When fixed, could this also go to bobtail-dc?
Updated by Sage Weil about 11 years ago
hrm, that comment came from tv, so who knows what he was seeing. can you do some testing with the change and see if you see anything strange with partitions reordering?
Updated by Alexandre Marangone about 11 years ago
I ran ceph-disk-prepare with the patch for a disk of 3TB and a disk of 10GB. Multiple times, with and without --zap-disk.
Didn't see any partition re-ordering. My best guess is that the warning is when other partitioning tools are being used.
I tried to print the partition table with parted and it seems to be consistent with sgdisk.

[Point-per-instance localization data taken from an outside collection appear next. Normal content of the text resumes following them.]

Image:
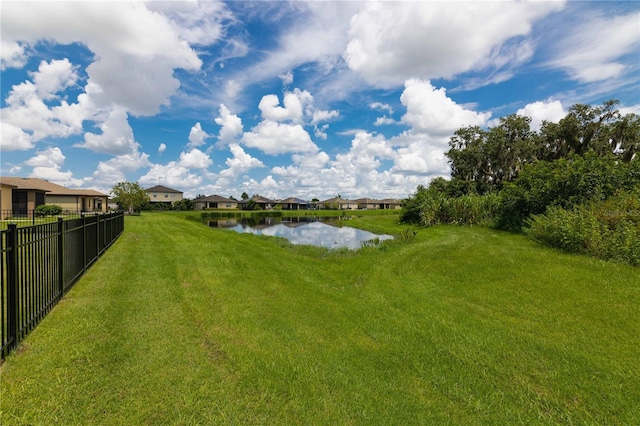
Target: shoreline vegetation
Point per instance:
(179, 323)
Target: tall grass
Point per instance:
(470, 209)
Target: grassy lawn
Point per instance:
(179, 323)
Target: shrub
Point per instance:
(48, 210)
(606, 229)
(564, 183)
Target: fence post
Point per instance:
(61, 256)
(99, 247)
(12, 286)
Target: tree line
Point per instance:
(583, 169)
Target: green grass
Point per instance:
(179, 323)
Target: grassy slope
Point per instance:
(179, 323)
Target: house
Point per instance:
(338, 203)
(214, 202)
(261, 202)
(162, 194)
(373, 204)
(391, 204)
(29, 193)
(293, 203)
(368, 204)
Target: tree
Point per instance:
(129, 196)
(184, 204)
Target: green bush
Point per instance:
(48, 210)
(563, 183)
(606, 229)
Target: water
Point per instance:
(305, 230)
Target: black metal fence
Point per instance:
(41, 263)
(31, 217)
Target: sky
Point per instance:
(292, 99)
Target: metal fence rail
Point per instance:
(41, 263)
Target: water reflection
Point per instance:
(303, 230)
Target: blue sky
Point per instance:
(305, 99)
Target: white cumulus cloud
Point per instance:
(391, 42)
(430, 110)
(279, 138)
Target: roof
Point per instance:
(366, 201)
(51, 188)
(337, 200)
(258, 199)
(293, 200)
(214, 199)
(160, 188)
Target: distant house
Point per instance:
(338, 204)
(368, 204)
(293, 203)
(214, 202)
(261, 202)
(373, 204)
(28, 193)
(391, 204)
(162, 194)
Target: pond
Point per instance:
(302, 230)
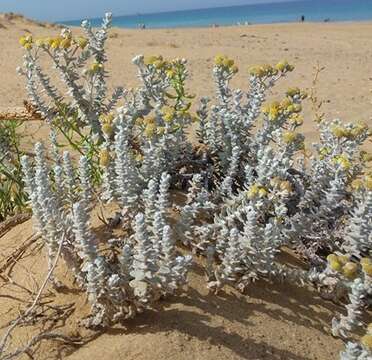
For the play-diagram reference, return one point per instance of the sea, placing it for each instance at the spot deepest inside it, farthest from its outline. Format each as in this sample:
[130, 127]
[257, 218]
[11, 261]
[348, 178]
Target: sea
[291, 11]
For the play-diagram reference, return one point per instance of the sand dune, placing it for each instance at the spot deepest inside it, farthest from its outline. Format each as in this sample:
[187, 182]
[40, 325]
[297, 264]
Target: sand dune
[271, 321]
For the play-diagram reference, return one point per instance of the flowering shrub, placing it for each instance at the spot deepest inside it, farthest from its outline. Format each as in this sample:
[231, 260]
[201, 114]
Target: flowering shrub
[12, 195]
[250, 185]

Updated by Alexandre Marangone about 11 years ago
- Status changed from New to Resolved
Updated by Dan Mick about 11 years ago
Really confused by that state; journal should have been partition 2 at the end of the drive, so more is wrong than just its size, and those numbers aren't obvious 32-bit flubs. I'm worried that we don't understand what was happening here well enough to know that we've fixed it.
Updated by Greg Farnum about 11 years ago
We should also get more details about what the original problem was before just assuming it's fixed. I bet Mark has TV's email address.
Updated by Dan Mick about 11 years ago
My suspicion is that Tv ran across this bug, and some version of gdisk wanted to reorder
partitions based on starting block number (partition management programs are always doing that kind of stuff).
But I now fully understand and agree the bug was a 32-bit rounding problem; notably, in the
example above, if one adds 0x1 0000 0000 to the starting block number, one gets
6144000000